しかしながら歳を重ねていくと気になるのが、「食べ過ぎ」によって後から芽生える罪悪感。この感情はブレーキとでもいいましょうか、健康を脅かしてしまうことへの理性的なサインにもなりますが、願わくばこういった罪悪感とは無縁でいたいところですよね。
そこで今回は、旬の食材(※)を使った「秋のごちそう炊き込みごはん」を、無理なくヘルシーに作ろうというご提案。そしてもうひとつ、私が料理を考える上でもっとも大切にしたいことを添えたいと思います。それは、「健やかな食卓作りは、いつも自分ひとりだけで作ろうとしなくて良いということ」。
大切な家族や友人、愛するパートナー、信頼を寄せる相手と一緒に、ヒトとのつながりを感じながら楽しく考えていくことこそが、食べる喜びを何倍にも満たしてくれると、私は信じています。ひとり暮らしの方でしたら、おいしいものを贈りあったり、お料理のレシピを共有してそれぞれ作ったり、離れた人と食卓作りを共有するのはいかがでしょうか。
今回は我が息子(6歳)と共に、楽しい分担をしながらご案内してみたいと思います!
※秋に旬を迎える食材例
さつまいも、里芋、ごぼう、れんこん、栗、きのこ類、秋刀魚、りんご、梨、いちじく、葡萄、柿、ざくろ、秋刀魚、鰹、メバチマグロ、秋鮭(白鮭)
スギアカツキ
食文化研究家。東京大学農学部卒業後、同大学院医学系研究科に進学。基礎医学・栄養学・発酵学・微生物学などを幅広く学ぶ。在院中に方針転換、研究の世界から飛び出し、独自で長寿食・健康食の研究をはじめる。現在は「食文化研究家」として、TV・ラジオ・雑誌・ウェブなどの多方面で活躍中。
秋の味覚を堪能する上で外せないのが、「新米」。しかしながら、食べ過ぎると太ってしまうのではないかと気にされる方もいらっしゃるでしょう。お米=糖質をむやみに否定することなく、おいしくヘルシーな料理に変身させていきましょう。まずはお米料理を太りにくくするための3つの工夫ポイントをお届けします。
①「根菜類」と一緒に炊く
お米の食べ過ぎを防ぐために、旬の根菜類とあわせてみましょう。おすすめは、さつまいも。単品で考えると気をつけるべき食材として挙げられることがありますが、白米よりもカロリー値やGI値が低く、食物繊維やビタミン類が豊富ですから、一緒に炊き込むことでヘルシーな炊き込みご飯になることは間違いありません。
②「きのこ類」とあわせる
きのこ類は低カロリーでありながら食物繊維が豊富に含まれています。この食物繊維は、肥満リスクにつながる血糖値の急上昇を緩やかにしてくれるはたらきがあります。また、豊富に含まれる旨味成分によって料理全体の減塩効果にもつながります。
③適度に「油」をまとわせる
「油で炒めたチャーハンがダイエットに良い」といわれることがありますが、適量さえ心得れば真実といえます。油脂類は血糖値の急上昇を穏やかにしてくれるはたらきがありますから、お米に少々まとわせることで、ダイエット向きのごはん料理にすることが可能。ポイントは「ほんの少々」という点ですから、今回の味付けの主役としてヘルシーマヨネーズ(※)を使ってみましょう。
※カロリーや脂質を大幅にカットしたマヨネーズのこと。50%、80%オフなどさまざまな商品があるので、お好みのものを選んでみてください。
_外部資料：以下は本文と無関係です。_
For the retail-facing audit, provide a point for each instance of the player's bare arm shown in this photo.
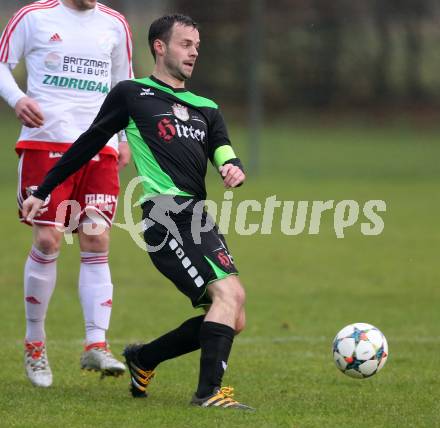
(232, 175)
(31, 207)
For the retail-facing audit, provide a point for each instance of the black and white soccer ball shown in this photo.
(360, 350)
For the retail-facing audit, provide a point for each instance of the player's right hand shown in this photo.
(31, 208)
(29, 112)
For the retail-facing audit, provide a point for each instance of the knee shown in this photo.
(94, 243)
(47, 241)
(234, 294)
(240, 324)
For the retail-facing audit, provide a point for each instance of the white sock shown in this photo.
(95, 292)
(40, 273)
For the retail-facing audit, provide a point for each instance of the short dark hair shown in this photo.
(161, 28)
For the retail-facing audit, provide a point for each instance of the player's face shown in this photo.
(84, 4)
(182, 51)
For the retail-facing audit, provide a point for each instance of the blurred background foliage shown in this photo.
(369, 56)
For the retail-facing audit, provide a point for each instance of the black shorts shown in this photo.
(185, 245)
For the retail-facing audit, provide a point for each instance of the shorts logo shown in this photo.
(30, 190)
(32, 300)
(101, 201)
(186, 263)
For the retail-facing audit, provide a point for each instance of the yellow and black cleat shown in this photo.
(221, 397)
(140, 378)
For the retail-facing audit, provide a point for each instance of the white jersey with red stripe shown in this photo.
(73, 59)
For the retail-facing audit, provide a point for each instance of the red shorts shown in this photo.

さあ、それでは料理スタートです。小さな子どもや料理初心者さんにも任せられる工程をご紹介しながら進めていきましょう。
▼材料(お米3合分)
白米 3合
さつまいも 小2本(200g~250g)
きのこ(※) 3種類 各1パック程度
人参 1/4本
かぼちゃ 1/16程度
塩 小さじ1/2
オリーブオイル 大さじ1
オイスターソース 大さじ2
ヘルシーマヨネーズ 大さじ1
※エリンギ、しめじ、えのき、しいたけ、舞茸、きくらげなど。100グラム程度の小パックサイズをお好みで3種組み合わせる。
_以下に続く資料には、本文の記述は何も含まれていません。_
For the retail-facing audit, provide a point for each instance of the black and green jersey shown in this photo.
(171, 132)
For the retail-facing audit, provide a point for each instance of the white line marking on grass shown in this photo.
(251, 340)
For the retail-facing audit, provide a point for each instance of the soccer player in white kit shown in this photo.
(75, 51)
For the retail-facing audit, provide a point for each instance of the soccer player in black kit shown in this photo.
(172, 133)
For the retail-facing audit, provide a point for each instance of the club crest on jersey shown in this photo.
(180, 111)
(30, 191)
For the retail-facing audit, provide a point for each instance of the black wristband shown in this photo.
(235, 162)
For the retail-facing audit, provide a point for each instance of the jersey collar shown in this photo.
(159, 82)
できあがった炊き込みご飯は冷凍保存可能。1ヶ月以内がおいしく食べられる目安です。
▼作り方
①お米を研ぎ、規定量の水を入れて30分程度浸水させる。さつまいもは小口サイズに切って水にさらす。塩を加えた後にさつまいもを上に乗せて、通常の炊飯コースで炊く。
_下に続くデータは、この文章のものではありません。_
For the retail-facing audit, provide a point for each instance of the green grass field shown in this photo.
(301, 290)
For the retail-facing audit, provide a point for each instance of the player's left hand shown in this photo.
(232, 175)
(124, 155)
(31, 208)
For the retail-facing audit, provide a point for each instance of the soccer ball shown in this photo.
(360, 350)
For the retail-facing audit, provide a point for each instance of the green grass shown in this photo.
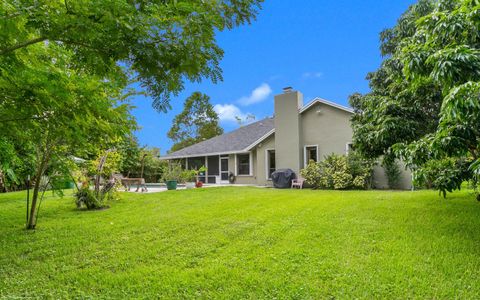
(245, 243)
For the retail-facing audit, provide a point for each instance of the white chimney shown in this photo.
(287, 130)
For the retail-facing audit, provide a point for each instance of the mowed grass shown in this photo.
(235, 242)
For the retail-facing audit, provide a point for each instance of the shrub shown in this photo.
(85, 197)
(392, 170)
(311, 174)
(339, 172)
(172, 172)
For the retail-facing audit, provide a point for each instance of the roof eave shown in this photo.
(326, 102)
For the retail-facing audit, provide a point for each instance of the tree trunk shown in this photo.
(32, 219)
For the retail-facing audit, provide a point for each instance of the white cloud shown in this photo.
(259, 94)
(230, 113)
(308, 75)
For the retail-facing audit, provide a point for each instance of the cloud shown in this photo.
(259, 94)
(308, 75)
(230, 113)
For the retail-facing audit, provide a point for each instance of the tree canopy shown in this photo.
(158, 43)
(424, 106)
(197, 122)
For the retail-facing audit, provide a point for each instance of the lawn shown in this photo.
(254, 243)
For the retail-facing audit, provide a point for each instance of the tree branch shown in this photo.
(22, 45)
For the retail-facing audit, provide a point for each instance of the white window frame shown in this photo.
(267, 163)
(250, 163)
(305, 162)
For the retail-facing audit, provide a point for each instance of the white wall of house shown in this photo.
(325, 126)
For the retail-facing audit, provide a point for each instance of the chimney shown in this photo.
(287, 130)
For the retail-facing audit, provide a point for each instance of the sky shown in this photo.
(320, 48)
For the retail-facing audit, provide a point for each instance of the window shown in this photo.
(311, 153)
(270, 161)
(243, 163)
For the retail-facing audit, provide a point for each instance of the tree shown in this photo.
(61, 112)
(437, 73)
(197, 122)
(159, 43)
(395, 111)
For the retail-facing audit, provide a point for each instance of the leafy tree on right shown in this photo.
(424, 104)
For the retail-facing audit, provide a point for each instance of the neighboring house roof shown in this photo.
(243, 139)
(326, 102)
(240, 140)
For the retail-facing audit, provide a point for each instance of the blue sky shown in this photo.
(321, 48)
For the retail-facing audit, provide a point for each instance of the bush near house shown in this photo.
(339, 172)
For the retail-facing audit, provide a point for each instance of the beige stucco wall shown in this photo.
(328, 127)
(288, 131)
(267, 144)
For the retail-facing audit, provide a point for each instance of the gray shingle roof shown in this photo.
(235, 141)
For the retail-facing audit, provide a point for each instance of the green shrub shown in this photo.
(339, 172)
(85, 197)
(173, 171)
(311, 174)
(392, 170)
②きのこを手でほぐす。炒めるので、やや小さめを意識する。
③人参とかぼちゃを薄切りにして、型抜きで秋らしいモチーフを作る。もみじ、イチョウ、菊などがオススメ。
④オリーブオイルをひいたフライパンを火にかけ、きのこを炒める。火加減は中火~強火。しんなりしてきたらオイスターソースとマヨネーズを加えて強火で香ばしく炒める。
⑤ごはんが炊きあがったら、型抜きした人参とかぼちゃを炊飯器に入れて、3~5分程度置く。その後フタを開けて、人参とかぼちゃを飾り用に取り除いておく。
⑥炊きあがったさつまいもごはんときのこ炒めを大きな器の中で混ぜあわせる。小さめのしゃもじやスプーンなど、使いやすいもので楽しみながら和える。
⑦飾り用の人参とかぼちゃを散らして完成。
さあ、一緒に作った人が見せる満足気な笑顔もセットに、食卓の主役としてご堪能くださいね♪ この炊き込み混ぜごはんは冷めてもおいしいので、おにぎりにするのもおすすめです。